Un monde magique

Folco Quilici

A l’extrémité sud de la chaîne des Alpes, le sommet peut-être le plus connu de cette région. Celui du Mont Bego. Son sommet domine la Vallée des Merveilles. Ses eaux (glaciers changés en petits lacs) et nombre de ses roches sont des lieux sacrés. On garde ici le trésor de plus de 30 000 gravures rupestres. Valeur sacrée de chaque pierre, car cette région alpine fut le cœur vénéré du peuple préhistorique des Ligures, répandu bien au-delà des frontières actuelles. Devant les roches qu’ils vénéraient on succombe au charme de la préhistoire. On devine ses valeurs magiques. C’est la suggestion des lieux et des symboles, le soleil, le taureau, un taureau et l’eau.

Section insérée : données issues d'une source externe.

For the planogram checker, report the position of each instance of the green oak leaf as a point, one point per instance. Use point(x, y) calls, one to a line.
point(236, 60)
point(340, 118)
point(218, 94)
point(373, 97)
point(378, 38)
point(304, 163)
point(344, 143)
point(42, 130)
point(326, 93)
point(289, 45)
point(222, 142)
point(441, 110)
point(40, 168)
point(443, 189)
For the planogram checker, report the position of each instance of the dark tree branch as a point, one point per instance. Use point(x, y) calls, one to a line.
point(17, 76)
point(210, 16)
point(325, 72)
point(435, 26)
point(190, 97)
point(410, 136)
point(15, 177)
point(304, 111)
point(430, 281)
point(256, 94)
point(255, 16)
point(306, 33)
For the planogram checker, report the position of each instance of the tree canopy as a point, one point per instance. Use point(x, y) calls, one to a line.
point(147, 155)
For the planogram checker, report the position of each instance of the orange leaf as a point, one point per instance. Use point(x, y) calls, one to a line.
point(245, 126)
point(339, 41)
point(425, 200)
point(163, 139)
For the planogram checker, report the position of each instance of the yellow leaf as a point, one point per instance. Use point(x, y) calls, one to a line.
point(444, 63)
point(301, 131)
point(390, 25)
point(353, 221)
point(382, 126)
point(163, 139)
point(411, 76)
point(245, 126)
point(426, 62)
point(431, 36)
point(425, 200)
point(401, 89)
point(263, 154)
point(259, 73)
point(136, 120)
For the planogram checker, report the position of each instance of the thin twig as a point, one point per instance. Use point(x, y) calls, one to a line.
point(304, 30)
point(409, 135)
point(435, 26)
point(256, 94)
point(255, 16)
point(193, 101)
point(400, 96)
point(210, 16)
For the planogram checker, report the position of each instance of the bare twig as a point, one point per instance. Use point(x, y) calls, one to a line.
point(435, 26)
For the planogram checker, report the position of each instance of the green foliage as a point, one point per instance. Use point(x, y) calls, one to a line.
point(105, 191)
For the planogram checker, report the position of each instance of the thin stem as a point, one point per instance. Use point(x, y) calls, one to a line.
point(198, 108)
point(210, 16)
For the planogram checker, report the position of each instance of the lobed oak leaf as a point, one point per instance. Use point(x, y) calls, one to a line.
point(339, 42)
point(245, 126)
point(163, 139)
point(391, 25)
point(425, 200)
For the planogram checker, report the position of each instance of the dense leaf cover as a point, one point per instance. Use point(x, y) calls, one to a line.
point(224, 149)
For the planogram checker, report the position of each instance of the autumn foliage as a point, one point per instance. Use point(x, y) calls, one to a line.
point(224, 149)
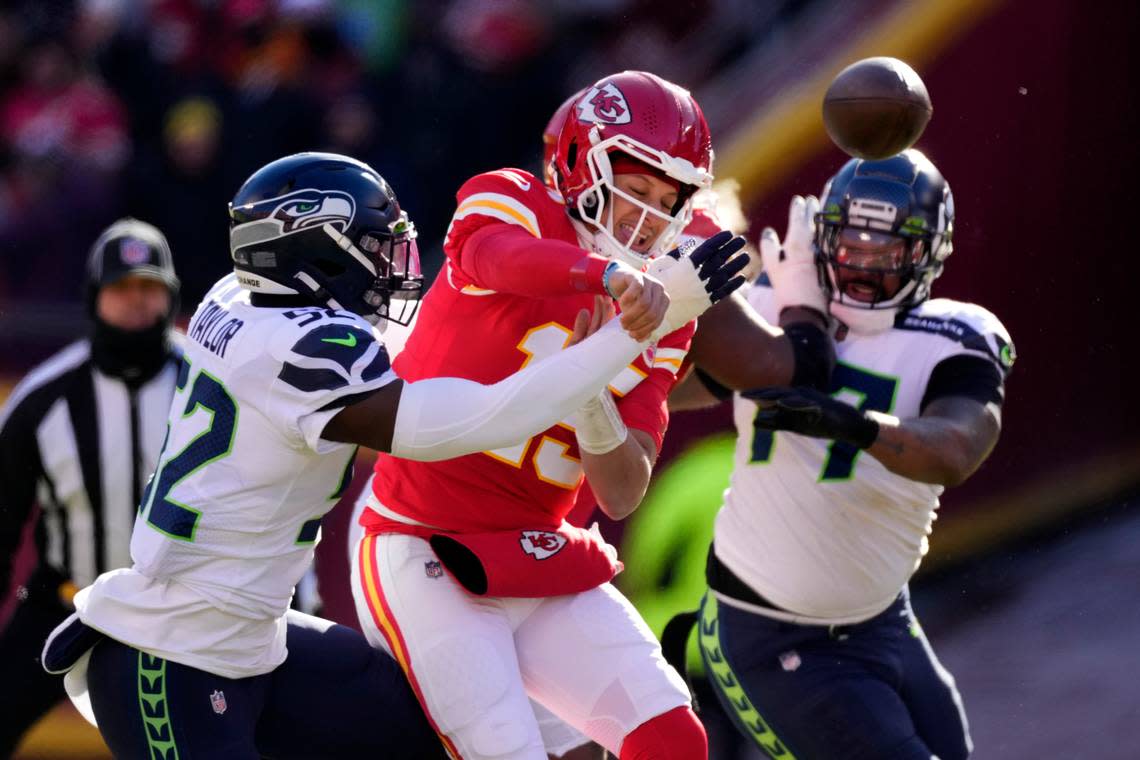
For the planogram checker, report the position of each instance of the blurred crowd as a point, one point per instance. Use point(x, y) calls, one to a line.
point(160, 108)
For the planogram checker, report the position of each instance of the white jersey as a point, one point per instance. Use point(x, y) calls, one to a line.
point(819, 528)
point(229, 521)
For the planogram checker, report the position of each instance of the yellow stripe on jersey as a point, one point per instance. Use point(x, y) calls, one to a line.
point(470, 289)
point(499, 206)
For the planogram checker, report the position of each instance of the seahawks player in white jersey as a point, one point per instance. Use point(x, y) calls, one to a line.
point(807, 632)
point(194, 654)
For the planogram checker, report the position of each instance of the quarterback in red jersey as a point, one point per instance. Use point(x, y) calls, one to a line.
point(505, 621)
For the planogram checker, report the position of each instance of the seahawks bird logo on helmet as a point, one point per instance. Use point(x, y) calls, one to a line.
point(882, 235)
point(326, 227)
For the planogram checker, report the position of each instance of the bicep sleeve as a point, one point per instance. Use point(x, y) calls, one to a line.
point(19, 471)
point(966, 375)
point(645, 407)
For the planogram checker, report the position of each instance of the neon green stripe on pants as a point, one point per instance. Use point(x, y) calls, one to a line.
point(725, 681)
point(154, 709)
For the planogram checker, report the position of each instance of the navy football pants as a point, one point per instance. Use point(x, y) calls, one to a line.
point(872, 691)
point(334, 696)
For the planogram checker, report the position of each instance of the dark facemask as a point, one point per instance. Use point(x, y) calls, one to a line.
point(132, 356)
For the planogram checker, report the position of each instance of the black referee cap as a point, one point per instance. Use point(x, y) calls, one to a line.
point(131, 247)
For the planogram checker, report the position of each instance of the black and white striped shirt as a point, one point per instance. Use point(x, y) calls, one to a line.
point(81, 444)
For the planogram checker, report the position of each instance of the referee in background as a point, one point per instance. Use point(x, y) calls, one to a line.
point(79, 436)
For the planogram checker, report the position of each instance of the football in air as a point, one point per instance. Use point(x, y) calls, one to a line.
point(876, 107)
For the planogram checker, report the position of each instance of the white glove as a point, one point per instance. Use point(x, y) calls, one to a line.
point(697, 282)
point(599, 426)
point(791, 267)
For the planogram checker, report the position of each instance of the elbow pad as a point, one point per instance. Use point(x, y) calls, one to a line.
point(445, 417)
point(814, 354)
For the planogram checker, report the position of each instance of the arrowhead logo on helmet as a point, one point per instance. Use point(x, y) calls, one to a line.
point(605, 104)
point(542, 544)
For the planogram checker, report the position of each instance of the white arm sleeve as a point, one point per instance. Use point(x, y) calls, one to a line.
point(446, 417)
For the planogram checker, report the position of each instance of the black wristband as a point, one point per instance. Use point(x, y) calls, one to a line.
point(814, 354)
point(711, 385)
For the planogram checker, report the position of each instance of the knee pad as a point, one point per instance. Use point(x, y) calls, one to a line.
point(471, 697)
point(673, 735)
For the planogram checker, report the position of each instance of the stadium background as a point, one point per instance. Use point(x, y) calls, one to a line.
point(161, 107)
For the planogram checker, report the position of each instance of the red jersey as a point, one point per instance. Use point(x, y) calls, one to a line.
point(465, 329)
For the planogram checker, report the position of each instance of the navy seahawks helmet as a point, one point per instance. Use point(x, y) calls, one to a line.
point(330, 228)
point(902, 204)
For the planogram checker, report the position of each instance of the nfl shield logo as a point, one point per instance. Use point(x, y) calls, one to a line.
point(133, 252)
point(790, 660)
point(542, 544)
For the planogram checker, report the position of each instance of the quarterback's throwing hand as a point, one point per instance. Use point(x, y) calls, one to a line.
point(695, 282)
point(588, 323)
point(808, 411)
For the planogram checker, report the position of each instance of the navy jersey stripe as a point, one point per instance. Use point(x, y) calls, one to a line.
point(310, 380)
point(338, 343)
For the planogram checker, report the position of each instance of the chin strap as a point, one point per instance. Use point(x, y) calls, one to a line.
point(864, 321)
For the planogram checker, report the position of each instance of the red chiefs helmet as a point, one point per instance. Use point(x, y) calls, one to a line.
point(551, 136)
point(649, 120)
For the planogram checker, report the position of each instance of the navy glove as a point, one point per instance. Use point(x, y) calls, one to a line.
point(812, 413)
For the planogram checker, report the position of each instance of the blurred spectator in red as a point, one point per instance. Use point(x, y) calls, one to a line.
point(60, 112)
point(65, 138)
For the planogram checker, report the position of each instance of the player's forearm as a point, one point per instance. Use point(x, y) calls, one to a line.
point(929, 450)
point(691, 393)
point(740, 349)
point(620, 477)
point(446, 417)
point(506, 259)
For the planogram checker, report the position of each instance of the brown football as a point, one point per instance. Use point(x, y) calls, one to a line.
point(876, 107)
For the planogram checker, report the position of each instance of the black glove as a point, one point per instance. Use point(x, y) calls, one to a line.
point(808, 411)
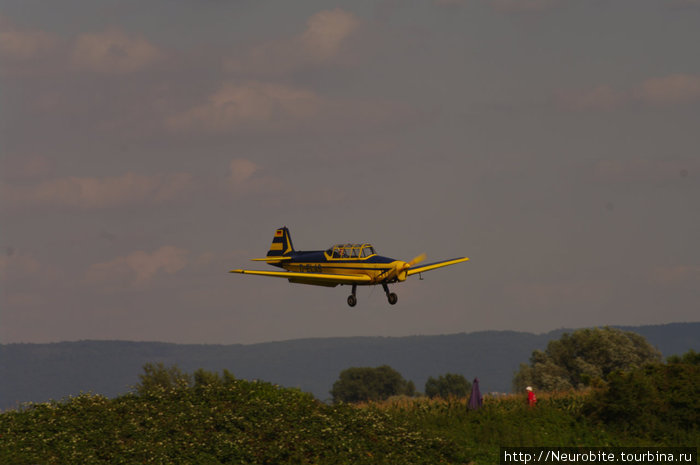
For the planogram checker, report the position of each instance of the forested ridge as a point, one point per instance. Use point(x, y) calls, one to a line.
point(40, 372)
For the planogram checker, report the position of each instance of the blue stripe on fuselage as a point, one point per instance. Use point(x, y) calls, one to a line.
point(318, 256)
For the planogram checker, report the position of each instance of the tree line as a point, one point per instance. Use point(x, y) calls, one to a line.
point(580, 360)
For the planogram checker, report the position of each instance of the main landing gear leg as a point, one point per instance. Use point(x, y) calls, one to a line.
point(352, 300)
point(391, 297)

L'eau, la Vallée des Merveilles en regorge, et ses graffitis furent considérés par certains savants comme des grossières formes expressives de bergers contraints à la solitude. Mais aujourd’hui on leur oppose une interprétation tout autre. On a la certitude que sur les bords de ces eaux, près des sources et dans les refuges précaires aménagés parmi les roches, les bergers errants n'étaient pas les seuls s'y reposer. Les pèlerins aussi. Paysans et éleveurs des vallées plus en dessous arrivaient, campaient, gravaient leurs ex-voto, un champ labouré, un taureau protecteur et vigilant.

Symboles gravés comme des appels à la divinité dissimulée dans le Mont Bego (Bekkos était le Dieu des anciens Ligures). Celui qui à grand-peine arrivait jusqu’ici, à la montagne, à Dieu, et qui unissait sa prière à celle d’un sorcier maintes fois représenté sur les graffitis, pouvait implorer de l’aide pour obtenir fertilité et fortune. [...] Atteindre les roches du sommet voulait dire abandonner le monde réel, pour entrer dans un monde magique, inconnu. Atteindre un point où le soleil était peut-être plus proche, où l’on pouvait imaginer que même la lune puisse changer la nuit en jour. En quittant la vallée des Merveilles, on peut se rappeler du poète Ito Ruscigni qui a écrit :

Celui qui veut comprendre,
qu’il gravisse la Montagne
Et dans un précipice
qu’il jette le livre.
L’effeuillera le vent
Un vent léger, chargé de parfums piquants, dans ces vallées. Où les racines des ces Alpes Maritimes plongent dans un autre élément sans mesure. Les eaux de la Méditerranée.

Folco Quilici

Né à Ferrara en 1930, voyageur et documentariste, précurseur du cinéma subaquatique, il a donné vie à un genre entre exotique et ethnographique. Dans le film Le Dieu dans la peau (1974, avec C.A Pinelli) il a dénoncé les dégâts écologiques liés au pillage de la nature. Parmi ses productions on cite l’homme européen (1981, livre et série télévisée), une enquête policière dans laquelle l’historien F. Braudel a collaboré.